Washington Stuart D, Rayhan Rakib U, Garner Richard, Provenzano Destie, Zajur Kristina, Addiego Florencia Martinez, VanMeter John W, Baraniuk James N
Department of Medicine, Georgetown University Medical Center, 3900 Reservoir Rd., NW Washington, DC 20057, USA.
Department of Physiology and Biophysics, Howard University College of Medicine, Adams Building Rm 2420, 520 W Street NW, Washington, DC 20059, USA.
Brain Commun. 2020 Aug 10;2(2):fcaa070. doi: 10.1093/braincomms/fcaa070. eCollection 2020.
Gulf War Illness affects 25-30% of American veterans deployed to the 1990-91 Persian Gulf War and is characterized by cognitive post-exertional malaise following physical effort. Gulf War Illness remains controversial since cognitive post-exertional malaise is also present in the more common Myalgic Encephalomyelitis/Chronic Fatigue Syndrome. An objective dissociation between neural substrates for cognitive post-exertional malaise in Gulf War Illness and Myalgic Encephalomyelitis/Chronic Fatigue Syndrome would represent a biological basis for diagnostically distinguishing these two illnesses. Here, we used functional magnetic resonance imaging to measure neural activity in healthy controls and patients with Gulf War Illness and Myalgic Encephalomyelitis/Chronic Fatigue Syndrome during an N-back working memory task both before and after exercise. Whole brain activation during working memory (2-Back > 0-Back) was equal between groups prior to exercise.

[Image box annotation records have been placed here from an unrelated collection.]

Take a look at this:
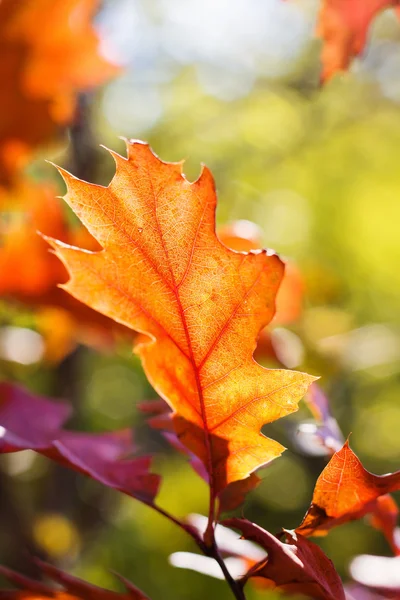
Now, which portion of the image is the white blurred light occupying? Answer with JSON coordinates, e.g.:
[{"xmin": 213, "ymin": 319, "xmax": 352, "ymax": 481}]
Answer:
[
  {"xmin": 0, "ymin": 326, "xmax": 45, "ymax": 365},
  {"xmin": 187, "ymin": 514, "xmax": 266, "ymax": 562},
  {"xmin": 169, "ymin": 552, "xmax": 248, "ymax": 579}
]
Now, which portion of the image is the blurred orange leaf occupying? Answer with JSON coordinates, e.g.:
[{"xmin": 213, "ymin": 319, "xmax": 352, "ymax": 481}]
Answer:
[
  {"xmin": 296, "ymin": 442, "xmax": 400, "ymax": 535},
  {"xmin": 0, "ymin": 0, "xmax": 118, "ymax": 183},
  {"xmin": 0, "ymin": 178, "xmax": 131, "ymax": 362},
  {"xmin": 50, "ymin": 142, "xmax": 314, "ymax": 500},
  {"xmin": 317, "ymin": 0, "xmax": 399, "ymax": 81}
]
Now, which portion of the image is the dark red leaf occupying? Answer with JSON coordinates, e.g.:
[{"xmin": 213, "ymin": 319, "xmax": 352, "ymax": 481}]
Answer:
[
  {"xmin": 224, "ymin": 519, "xmax": 345, "ymax": 600},
  {"xmin": 0, "ymin": 383, "xmax": 160, "ymax": 503},
  {"xmin": 0, "ymin": 560, "xmax": 149, "ymax": 600}
]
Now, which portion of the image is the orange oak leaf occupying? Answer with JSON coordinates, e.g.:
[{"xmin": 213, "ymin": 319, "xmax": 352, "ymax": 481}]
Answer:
[
  {"xmin": 0, "ymin": 178, "xmax": 132, "ymax": 362},
  {"xmin": 0, "ymin": 559, "xmax": 149, "ymax": 600},
  {"xmin": 49, "ymin": 141, "xmax": 315, "ymax": 501},
  {"xmin": 296, "ymin": 442, "xmax": 400, "ymax": 535},
  {"xmin": 139, "ymin": 398, "xmax": 261, "ymax": 513},
  {"xmin": 0, "ymin": 0, "xmax": 118, "ymax": 183},
  {"xmin": 0, "ymin": 382, "xmax": 160, "ymax": 504},
  {"xmin": 317, "ymin": 0, "xmax": 399, "ymax": 81},
  {"xmin": 223, "ymin": 518, "xmax": 345, "ymax": 600}
]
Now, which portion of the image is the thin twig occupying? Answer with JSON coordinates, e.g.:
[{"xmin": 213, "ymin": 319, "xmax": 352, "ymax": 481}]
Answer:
[
  {"xmin": 208, "ymin": 543, "xmax": 246, "ymax": 600},
  {"xmin": 145, "ymin": 502, "xmax": 246, "ymax": 600}
]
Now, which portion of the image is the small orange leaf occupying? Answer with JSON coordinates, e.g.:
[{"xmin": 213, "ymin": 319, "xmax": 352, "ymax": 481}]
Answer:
[
  {"xmin": 296, "ymin": 442, "xmax": 400, "ymax": 535},
  {"xmin": 49, "ymin": 142, "xmax": 314, "ymax": 499},
  {"xmin": 0, "ymin": 0, "xmax": 118, "ymax": 184},
  {"xmin": 317, "ymin": 0, "xmax": 399, "ymax": 81}
]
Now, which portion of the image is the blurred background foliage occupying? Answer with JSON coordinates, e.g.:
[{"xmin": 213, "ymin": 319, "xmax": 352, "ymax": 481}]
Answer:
[{"xmin": 0, "ymin": 0, "xmax": 400, "ymax": 600}]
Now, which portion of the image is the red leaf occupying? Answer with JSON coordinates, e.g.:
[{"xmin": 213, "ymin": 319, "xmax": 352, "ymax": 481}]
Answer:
[
  {"xmin": 0, "ymin": 383, "xmax": 160, "ymax": 503},
  {"xmin": 0, "ymin": 560, "xmax": 149, "ymax": 600},
  {"xmin": 296, "ymin": 442, "xmax": 400, "ymax": 535},
  {"xmin": 224, "ymin": 519, "xmax": 345, "ymax": 600},
  {"xmin": 317, "ymin": 0, "xmax": 399, "ymax": 81}
]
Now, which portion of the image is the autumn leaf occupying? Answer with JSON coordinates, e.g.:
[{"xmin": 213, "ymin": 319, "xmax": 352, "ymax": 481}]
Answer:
[
  {"xmin": 139, "ymin": 398, "xmax": 261, "ymax": 513},
  {"xmin": 0, "ymin": 559, "xmax": 149, "ymax": 600},
  {"xmin": 0, "ymin": 383, "xmax": 160, "ymax": 504},
  {"xmin": 49, "ymin": 142, "xmax": 314, "ymax": 512},
  {"xmin": 317, "ymin": 0, "xmax": 399, "ymax": 81},
  {"xmin": 224, "ymin": 518, "xmax": 345, "ymax": 600},
  {"xmin": 0, "ymin": 0, "xmax": 118, "ymax": 184},
  {"xmin": 217, "ymin": 220, "xmax": 304, "ymax": 326},
  {"xmin": 0, "ymin": 178, "xmax": 132, "ymax": 356},
  {"xmin": 296, "ymin": 442, "xmax": 400, "ymax": 535}
]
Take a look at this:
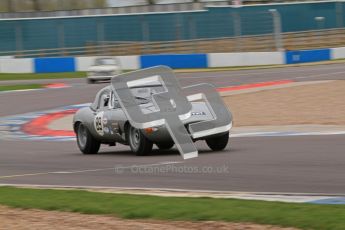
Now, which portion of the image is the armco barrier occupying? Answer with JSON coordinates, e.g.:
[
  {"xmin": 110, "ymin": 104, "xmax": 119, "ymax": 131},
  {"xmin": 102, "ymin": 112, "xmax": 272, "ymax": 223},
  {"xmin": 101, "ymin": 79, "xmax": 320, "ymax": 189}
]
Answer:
[
  {"xmin": 0, "ymin": 58, "xmax": 34, "ymax": 73},
  {"xmin": 140, "ymin": 54, "xmax": 208, "ymax": 69},
  {"xmin": 75, "ymin": 56, "xmax": 140, "ymax": 71},
  {"xmin": 208, "ymin": 52, "xmax": 284, "ymax": 67},
  {"xmin": 285, "ymin": 49, "xmax": 331, "ymax": 64},
  {"xmin": 34, "ymin": 57, "xmax": 76, "ymax": 73},
  {"xmin": 0, "ymin": 47, "xmax": 345, "ymax": 73}
]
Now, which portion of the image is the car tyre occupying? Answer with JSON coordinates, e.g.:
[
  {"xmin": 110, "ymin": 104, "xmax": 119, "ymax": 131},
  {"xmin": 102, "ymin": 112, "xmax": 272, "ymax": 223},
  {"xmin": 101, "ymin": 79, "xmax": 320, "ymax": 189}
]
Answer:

Exercise had no effect on neural activity in healthy controls yet caused deactivation within dorsal midbrain and cerebellar vermis in Gulf War Illness relative to Myalgic Encephalomyelitis/Chronic Fatigue Syndrome patients. Further, exercise caused increased activation among Myalgic Encephalomyelitis/Chronic Fatigue Syndrome patients within the dorsal midbrain, left operculo-insular cortex (Rolandic operculum) and right middle insula. These regions-of-interest underlie threat assessment, pain, interoception, negative emotion and vigilant attention. As they only emerge post-exercise, these regional differences likely represent neural substrates of cognitive post-exertional malaise useful for developing distinct diagnostic criteria for Gulf War Illness and Myalgic Encephalomyelitis/Chronic Fatigue Syndrome.

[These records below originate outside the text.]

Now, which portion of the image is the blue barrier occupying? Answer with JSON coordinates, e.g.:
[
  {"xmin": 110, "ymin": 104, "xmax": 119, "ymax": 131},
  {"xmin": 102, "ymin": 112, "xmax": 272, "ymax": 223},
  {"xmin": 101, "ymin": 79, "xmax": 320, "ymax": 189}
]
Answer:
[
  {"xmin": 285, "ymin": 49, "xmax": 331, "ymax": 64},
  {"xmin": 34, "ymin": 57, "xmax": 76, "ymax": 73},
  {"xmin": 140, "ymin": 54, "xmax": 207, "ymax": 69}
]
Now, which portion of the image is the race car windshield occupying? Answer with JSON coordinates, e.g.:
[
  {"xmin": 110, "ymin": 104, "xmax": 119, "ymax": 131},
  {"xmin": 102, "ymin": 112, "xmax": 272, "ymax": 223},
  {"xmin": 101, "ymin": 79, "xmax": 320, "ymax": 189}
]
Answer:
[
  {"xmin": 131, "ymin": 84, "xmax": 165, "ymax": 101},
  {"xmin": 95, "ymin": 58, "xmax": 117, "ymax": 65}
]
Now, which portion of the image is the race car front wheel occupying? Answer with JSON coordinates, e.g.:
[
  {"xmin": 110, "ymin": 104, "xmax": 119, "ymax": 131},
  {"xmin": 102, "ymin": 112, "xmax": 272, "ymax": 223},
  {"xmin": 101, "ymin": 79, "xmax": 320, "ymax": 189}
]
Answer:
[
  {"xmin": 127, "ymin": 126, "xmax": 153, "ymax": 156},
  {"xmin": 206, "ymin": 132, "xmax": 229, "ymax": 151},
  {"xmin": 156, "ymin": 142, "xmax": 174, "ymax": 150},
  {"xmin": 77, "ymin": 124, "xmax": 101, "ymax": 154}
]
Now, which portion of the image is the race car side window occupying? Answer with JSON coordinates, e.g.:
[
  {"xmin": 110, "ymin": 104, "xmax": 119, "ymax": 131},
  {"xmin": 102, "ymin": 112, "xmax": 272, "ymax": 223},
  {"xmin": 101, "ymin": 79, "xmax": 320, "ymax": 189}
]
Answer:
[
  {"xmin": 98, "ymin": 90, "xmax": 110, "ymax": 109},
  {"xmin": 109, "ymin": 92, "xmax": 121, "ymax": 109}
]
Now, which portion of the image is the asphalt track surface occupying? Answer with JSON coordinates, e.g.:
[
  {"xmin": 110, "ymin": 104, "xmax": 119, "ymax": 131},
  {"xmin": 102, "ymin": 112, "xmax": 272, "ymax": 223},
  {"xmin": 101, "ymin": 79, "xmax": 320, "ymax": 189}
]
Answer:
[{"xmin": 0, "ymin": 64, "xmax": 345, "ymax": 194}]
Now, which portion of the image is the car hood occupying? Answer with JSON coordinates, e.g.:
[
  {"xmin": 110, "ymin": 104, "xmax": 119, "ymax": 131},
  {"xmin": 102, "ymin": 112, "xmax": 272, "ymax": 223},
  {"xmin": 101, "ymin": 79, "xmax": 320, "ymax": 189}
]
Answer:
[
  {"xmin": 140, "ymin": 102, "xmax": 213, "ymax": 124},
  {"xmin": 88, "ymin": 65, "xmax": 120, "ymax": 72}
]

海湾战争综合征影响了25%至30%被部署到1990 - 1991年海湾战争的美国退伍军人,其特征是体力活动后出现认知性运动后不适。海湾战争综合征仍存在争议,因为认知性运动后不适在更常见的肌痛性脑脊髓炎/慢性疲劳综合征中也存在。海湾战争综合征和肌痛性脑脊髓炎/慢性疲劳综合征中认知性运动后不适的神经基质之间的客观分离将代表诊断区分这两种疾病的生物学基础。在这里,我们使用功能磁共振成像来测量健康对照组、海湾战争综合征患者和肌痛性脑脊髓炎/慢性疲劳综合征患者在运动前后的N - 回溯工作记忆任务中的神经活动。运动前,各组在工作记忆期间(2 - 回溯 > 0 - 回溯)的全脑激活情况相同。运动对健康对照组的神经活动没有影响,但相对于肌痛性脑脊髓炎/慢性疲劳综合征患者,运动导致海湾战争综合征患者的中脑背侧和小脑蚓部失活。此外,运动导致肌痛性脑脊髓炎/慢性疲劳综合征患者的中脑背侧、左侧岛盖皮质(中央 operculum)和右侧岛叶中部激活增加。这些感兴趣区域是威胁评估、疼痛、内感受、负面情绪和警觉注意的基础。由于它们仅在运动后出现,这些区域差异可能代表认知性运动后不适的神经基质,有助于为海湾战争综合征和肌痛性脑脊髓炎/慢性疲劳综合征制定不同的诊断标准。